BY Glen Helfand, September 30, 2015

There’s a heightened sensitivity to properties of water in drought-stricken California. Here, we think of the contents of each flush, or the ethics of a swimming pool. This has a way of making us appreciate the aesthetics of liquid. The dozen weirdly wonderful black-and-white photographs by Alejandro Almanza Pereda on view at the San Francisco Art Institute through October 3 don’t immediately suggest their reliance on water, but they’re photographed in underwater conditions that confuse the appearance of weight and buoyancy.

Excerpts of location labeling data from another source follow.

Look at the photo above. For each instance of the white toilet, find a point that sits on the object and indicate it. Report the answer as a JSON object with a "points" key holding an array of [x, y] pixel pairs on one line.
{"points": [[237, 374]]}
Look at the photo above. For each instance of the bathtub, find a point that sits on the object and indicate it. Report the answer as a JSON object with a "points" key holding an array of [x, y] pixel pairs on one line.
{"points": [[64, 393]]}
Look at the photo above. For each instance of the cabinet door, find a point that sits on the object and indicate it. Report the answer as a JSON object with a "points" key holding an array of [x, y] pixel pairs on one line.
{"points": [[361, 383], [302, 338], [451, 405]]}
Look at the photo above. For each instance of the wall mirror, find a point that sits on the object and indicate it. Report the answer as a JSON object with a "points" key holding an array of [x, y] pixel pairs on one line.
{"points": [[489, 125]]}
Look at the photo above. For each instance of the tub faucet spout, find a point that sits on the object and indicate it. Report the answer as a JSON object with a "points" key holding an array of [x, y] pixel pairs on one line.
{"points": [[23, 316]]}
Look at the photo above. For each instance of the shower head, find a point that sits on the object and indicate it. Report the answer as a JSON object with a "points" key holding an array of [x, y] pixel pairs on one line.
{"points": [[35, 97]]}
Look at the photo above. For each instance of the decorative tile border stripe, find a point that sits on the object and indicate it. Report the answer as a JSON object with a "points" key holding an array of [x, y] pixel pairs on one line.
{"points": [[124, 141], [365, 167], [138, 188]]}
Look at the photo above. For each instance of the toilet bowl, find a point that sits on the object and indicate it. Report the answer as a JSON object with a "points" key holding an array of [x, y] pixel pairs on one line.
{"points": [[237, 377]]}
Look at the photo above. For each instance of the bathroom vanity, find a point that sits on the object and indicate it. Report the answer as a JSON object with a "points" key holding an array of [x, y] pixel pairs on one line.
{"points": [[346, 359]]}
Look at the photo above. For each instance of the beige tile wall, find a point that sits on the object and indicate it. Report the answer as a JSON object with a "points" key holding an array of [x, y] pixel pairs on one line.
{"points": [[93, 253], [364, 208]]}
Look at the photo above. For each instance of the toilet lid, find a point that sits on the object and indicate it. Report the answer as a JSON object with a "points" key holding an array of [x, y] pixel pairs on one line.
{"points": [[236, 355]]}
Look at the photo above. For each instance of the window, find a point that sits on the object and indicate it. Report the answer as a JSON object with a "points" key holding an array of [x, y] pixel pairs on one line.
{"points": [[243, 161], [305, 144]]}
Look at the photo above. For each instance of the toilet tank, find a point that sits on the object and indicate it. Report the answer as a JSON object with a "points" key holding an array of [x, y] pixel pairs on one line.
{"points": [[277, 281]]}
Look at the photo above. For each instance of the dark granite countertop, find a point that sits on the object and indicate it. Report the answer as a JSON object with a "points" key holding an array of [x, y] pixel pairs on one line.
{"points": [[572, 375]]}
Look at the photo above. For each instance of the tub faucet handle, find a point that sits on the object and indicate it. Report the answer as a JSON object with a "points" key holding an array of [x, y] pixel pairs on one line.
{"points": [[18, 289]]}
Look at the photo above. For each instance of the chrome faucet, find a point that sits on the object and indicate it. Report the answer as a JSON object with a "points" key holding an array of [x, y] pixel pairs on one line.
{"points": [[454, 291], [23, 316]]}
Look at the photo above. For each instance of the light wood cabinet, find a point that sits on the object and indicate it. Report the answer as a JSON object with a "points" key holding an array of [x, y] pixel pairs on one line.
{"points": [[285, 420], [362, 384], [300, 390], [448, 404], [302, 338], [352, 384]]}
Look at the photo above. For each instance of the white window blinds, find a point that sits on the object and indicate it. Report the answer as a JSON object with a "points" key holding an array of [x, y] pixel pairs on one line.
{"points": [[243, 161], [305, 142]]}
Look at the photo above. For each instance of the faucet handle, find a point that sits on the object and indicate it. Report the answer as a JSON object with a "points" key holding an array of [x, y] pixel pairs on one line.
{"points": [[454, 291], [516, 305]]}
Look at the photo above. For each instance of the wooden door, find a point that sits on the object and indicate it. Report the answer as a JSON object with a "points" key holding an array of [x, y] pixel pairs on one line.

The first photograph on view is titled Apparent Weight, 2015, and it concisely introduces the general elements of this exhibition: It shows an opaque bag, an object that contains air and yearns to float out of the frame, except that it is anchored by a dumbbell.  There are formal connections between these objects, but the image also prompts viewers to rethink how gravity functions in water. The pictures have a fabricated-to-be-photographed approach also seen in Daniel Gordon’s elaborate constructions and Sara VanDerBeek’s totemic sculptures, though the athletic narrative underlying Almanza’s process activates his static shots of cinderblocks, Styrofoam shards, fruits, vegetables, and vases doing what they do when submerged in liquid. Things you expect to rise sink, and vice versa, or structures block floating objects, making them appear to defy gravity. The uncanny scenes seem to be altered in some way, but they are, in fact, straight photographs taken in unusual conditions.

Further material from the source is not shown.